Travels
During our time in the Ministry we had many opportunities to travel. We began early. At Windsor Hills we heard about an exchange program with a minister in another country. It involved exchanging houses, church responsibilities, and cars. We chose to go to Toronto, Canada. The children were very young, I remember holding baby Sally in my lap and driving with an ammonia bucket in the back seat for dirty dippers. I also remember Neel riding down the parsonage sidewalk on a tricycle. David’s sister Frances and a friend joined us in Canada. The minister we exchanged with was a little anxious about coming to the South. “Do they do lynching in Lynchburg, Virginia?” he asked. We assured him that Lynch was an old Virginia family name. On that trip we also visited Niagara Falls.
When we moved to Charlottesville we had the opportunity to take the Grand Tour of Europe led by Jerry Spidel. A memory of that trip is of a group from our church carrying balloons and signs who came to the Greyhound Bus Station to see us off. The other passengers looked the other way and tried to ignore the clamor. How thrilling it was to see London, Paris, Amsterdam, Madrid and Rome – all the great capitols.
New York, our next assignment, was a trip in itself.
We did two more exchanges both in England, one in Nottingham and one in Cornwall. In Nottingham we were in Robin Hood country and in Cornwall we were on the Seacoast. We enjoyed trying to adjust to new ways of shopping, driving on the wrong side of the road, and using different words, for example “garden” instead of “yard”, “loo” instead of “bathroom”, “boot” instead of “trunk”, etc. We were in the Washington DC area when we took these trips (Epiphany and Walker Chapel) Mother went with us to Cornwall.
After our exchange in Cornwall we went to Germany and took a boat trip down the Rhine River, viewing castles and visiting wine cellars. Mother especially enjoyed the wine tasting!
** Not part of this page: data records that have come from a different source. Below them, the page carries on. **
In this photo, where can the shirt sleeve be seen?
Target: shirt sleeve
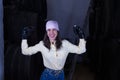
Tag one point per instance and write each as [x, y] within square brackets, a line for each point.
[71, 48]
[29, 50]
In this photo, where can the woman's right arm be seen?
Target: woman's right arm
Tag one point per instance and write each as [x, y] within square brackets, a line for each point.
[29, 50]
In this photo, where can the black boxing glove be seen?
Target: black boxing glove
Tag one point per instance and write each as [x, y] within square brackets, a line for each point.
[26, 32]
[78, 31]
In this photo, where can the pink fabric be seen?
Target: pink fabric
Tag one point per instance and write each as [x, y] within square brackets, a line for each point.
[52, 25]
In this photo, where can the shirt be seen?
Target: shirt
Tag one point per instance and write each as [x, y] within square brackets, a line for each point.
[54, 59]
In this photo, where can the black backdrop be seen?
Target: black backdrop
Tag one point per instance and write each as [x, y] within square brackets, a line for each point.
[103, 42]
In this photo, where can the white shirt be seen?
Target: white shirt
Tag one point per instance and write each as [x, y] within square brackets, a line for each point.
[54, 59]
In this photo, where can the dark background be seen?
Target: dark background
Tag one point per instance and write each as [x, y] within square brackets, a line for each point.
[98, 18]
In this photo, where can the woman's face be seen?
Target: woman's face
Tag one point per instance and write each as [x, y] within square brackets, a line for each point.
[52, 34]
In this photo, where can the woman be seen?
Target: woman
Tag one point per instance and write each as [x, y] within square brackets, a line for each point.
[54, 51]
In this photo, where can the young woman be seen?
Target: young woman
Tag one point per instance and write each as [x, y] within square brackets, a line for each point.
[54, 51]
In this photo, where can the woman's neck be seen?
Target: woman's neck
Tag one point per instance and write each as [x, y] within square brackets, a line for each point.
[53, 42]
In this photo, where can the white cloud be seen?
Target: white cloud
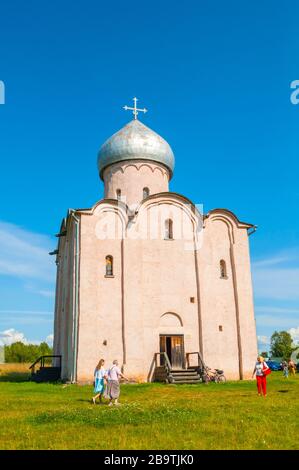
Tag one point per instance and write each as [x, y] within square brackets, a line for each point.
[10, 336]
[7, 337]
[294, 332]
[25, 254]
[279, 310]
[50, 339]
[263, 340]
[277, 277]
[276, 322]
[278, 284]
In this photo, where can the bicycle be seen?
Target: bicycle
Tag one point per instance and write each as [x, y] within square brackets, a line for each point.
[213, 375]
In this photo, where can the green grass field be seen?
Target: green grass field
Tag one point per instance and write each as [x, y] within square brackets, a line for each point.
[152, 416]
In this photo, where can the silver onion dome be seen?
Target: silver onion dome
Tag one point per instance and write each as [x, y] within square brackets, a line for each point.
[135, 141]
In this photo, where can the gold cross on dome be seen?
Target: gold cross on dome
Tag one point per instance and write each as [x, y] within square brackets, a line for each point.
[135, 109]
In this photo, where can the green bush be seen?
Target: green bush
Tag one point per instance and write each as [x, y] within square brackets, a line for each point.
[20, 352]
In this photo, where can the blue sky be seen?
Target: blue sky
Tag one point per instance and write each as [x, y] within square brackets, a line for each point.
[215, 77]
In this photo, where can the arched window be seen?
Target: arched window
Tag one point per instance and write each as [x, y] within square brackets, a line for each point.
[223, 273]
[168, 229]
[118, 194]
[145, 192]
[109, 265]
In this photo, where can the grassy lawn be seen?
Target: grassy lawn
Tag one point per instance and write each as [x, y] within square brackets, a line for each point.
[152, 416]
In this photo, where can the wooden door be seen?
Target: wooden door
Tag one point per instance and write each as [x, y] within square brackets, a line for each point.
[173, 345]
[177, 352]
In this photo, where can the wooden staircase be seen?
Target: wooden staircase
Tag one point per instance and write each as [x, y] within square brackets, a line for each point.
[165, 373]
[45, 373]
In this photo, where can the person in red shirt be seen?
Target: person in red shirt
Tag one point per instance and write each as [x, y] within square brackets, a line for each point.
[261, 378]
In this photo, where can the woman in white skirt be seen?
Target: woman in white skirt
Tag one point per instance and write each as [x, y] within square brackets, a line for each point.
[99, 381]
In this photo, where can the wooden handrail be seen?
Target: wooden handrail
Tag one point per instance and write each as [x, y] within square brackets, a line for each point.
[200, 359]
[41, 359]
[167, 361]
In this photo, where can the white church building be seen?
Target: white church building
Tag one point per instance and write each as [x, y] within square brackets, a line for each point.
[145, 272]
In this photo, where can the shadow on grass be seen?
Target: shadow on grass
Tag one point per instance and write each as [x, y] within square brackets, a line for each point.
[15, 377]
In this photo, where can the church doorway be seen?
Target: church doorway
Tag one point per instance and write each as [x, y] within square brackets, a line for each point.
[173, 345]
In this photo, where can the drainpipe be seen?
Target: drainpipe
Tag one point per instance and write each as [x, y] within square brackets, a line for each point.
[252, 231]
[72, 213]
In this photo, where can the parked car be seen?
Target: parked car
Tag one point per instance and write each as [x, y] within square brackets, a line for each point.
[274, 365]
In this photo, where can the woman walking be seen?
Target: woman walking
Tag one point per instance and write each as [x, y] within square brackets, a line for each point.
[261, 371]
[285, 369]
[113, 387]
[292, 367]
[99, 381]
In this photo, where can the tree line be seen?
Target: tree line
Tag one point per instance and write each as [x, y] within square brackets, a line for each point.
[20, 352]
[281, 345]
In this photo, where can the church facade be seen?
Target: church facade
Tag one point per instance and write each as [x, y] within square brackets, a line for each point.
[144, 271]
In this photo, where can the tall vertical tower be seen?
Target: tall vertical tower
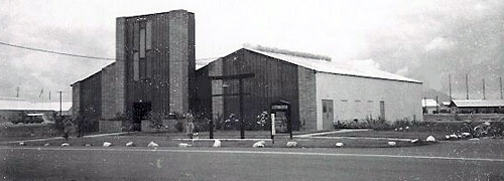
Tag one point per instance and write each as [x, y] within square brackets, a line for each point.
[155, 63]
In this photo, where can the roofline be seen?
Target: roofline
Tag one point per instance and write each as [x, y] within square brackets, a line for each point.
[166, 12]
[350, 75]
[368, 77]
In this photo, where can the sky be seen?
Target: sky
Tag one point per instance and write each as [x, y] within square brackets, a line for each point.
[425, 40]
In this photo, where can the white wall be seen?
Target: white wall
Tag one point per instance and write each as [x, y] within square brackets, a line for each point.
[357, 97]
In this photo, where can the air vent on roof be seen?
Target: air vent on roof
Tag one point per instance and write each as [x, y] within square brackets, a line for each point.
[287, 52]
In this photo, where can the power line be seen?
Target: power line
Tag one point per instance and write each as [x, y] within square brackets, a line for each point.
[55, 52]
[75, 55]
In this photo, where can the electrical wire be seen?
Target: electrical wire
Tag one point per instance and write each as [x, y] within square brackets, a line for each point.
[56, 52]
[74, 55]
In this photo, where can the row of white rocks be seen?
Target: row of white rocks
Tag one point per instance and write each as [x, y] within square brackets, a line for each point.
[218, 143]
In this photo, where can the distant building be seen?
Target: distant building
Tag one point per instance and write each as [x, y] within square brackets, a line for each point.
[477, 106]
[13, 108]
[320, 92]
[430, 106]
[154, 70]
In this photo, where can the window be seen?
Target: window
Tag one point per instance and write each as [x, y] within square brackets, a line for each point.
[142, 42]
[136, 73]
[136, 36]
[148, 35]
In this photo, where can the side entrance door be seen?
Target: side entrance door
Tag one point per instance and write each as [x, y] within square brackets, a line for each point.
[328, 114]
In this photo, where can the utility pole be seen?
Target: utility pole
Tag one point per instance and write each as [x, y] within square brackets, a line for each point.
[61, 104]
[449, 85]
[240, 95]
[500, 79]
[467, 87]
[437, 105]
[484, 96]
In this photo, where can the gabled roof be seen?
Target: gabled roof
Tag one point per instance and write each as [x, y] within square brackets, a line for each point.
[429, 103]
[477, 103]
[325, 66]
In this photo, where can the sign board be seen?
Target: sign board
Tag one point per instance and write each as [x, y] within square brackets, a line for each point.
[282, 118]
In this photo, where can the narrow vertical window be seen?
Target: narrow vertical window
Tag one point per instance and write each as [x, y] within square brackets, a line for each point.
[136, 73]
[148, 35]
[136, 33]
[142, 43]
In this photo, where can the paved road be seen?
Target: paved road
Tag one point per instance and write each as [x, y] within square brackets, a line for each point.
[121, 163]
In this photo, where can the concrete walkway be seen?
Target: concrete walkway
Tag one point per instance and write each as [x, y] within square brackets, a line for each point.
[59, 138]
[330, 132]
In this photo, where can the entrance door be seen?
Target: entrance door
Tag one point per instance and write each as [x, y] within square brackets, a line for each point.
[140, 111]
[382, 110]
[328, 114]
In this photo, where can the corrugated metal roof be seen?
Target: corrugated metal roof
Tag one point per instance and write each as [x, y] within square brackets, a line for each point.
[333, 67]
[200, 63]
[429, 103]
[19, 104]
[478, 103]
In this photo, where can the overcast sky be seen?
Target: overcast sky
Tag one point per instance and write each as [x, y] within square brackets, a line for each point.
[424, 40]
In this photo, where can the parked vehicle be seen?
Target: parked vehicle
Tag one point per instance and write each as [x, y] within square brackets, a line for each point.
[31, 118]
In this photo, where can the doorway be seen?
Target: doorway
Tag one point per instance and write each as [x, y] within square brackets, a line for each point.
[140, 112]
[328, 114]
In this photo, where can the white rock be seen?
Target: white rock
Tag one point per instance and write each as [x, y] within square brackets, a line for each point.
[128, 144]
[217, 143]
[183, 145]
[152, 144]
[107, 144]
[291, 144]
[431, 139]
[259, 144]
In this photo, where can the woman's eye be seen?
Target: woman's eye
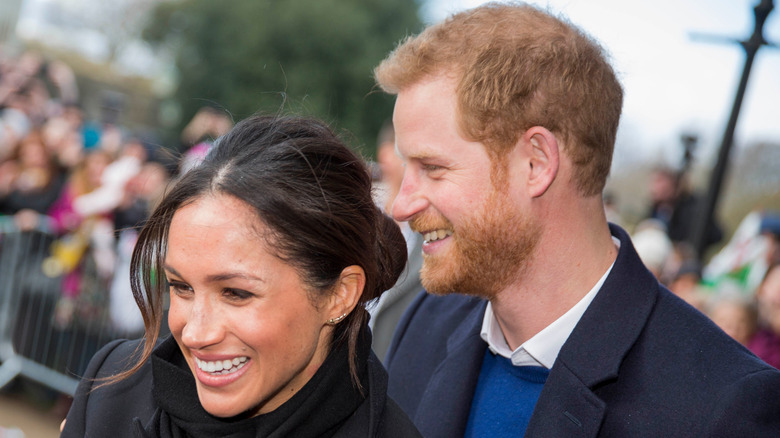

It was while living in Lynchburg that the idea of going to Scotland emerged. Many of the Happy Hikers had been there and said it was a wonderful place to hike. We rented a car and drove through vivid green landscapes, stopping at a small hotel right on the shore of Loc Ness. Though I saw intriguing shadows in the water I never saw the Monster. In Edinburgh we visited the castle, took the Ghost tour, and met many locals named Gattis.
We made two trips to Greece, once while Neel was studying at Athens. Later David and I took a cruise around the Greek Isles ending in Ephesus. I marveled at the classic, white houses we saw on the cruise and regretted that I missed the land tour of Crete. I was not feeling well and at Rhodes a doctor in a tall hat, came to my cabin to check me out. “Pardon me, Madam” he said as he lifted my skirt and gave me a pain shot. On the second trip we (Neel, Candace, David and I) went to the Isle of Aegina and sat on the steps of an ancient temple looking down on a small fishing villiage.
Having the family with us on these trips made them especially meaningful.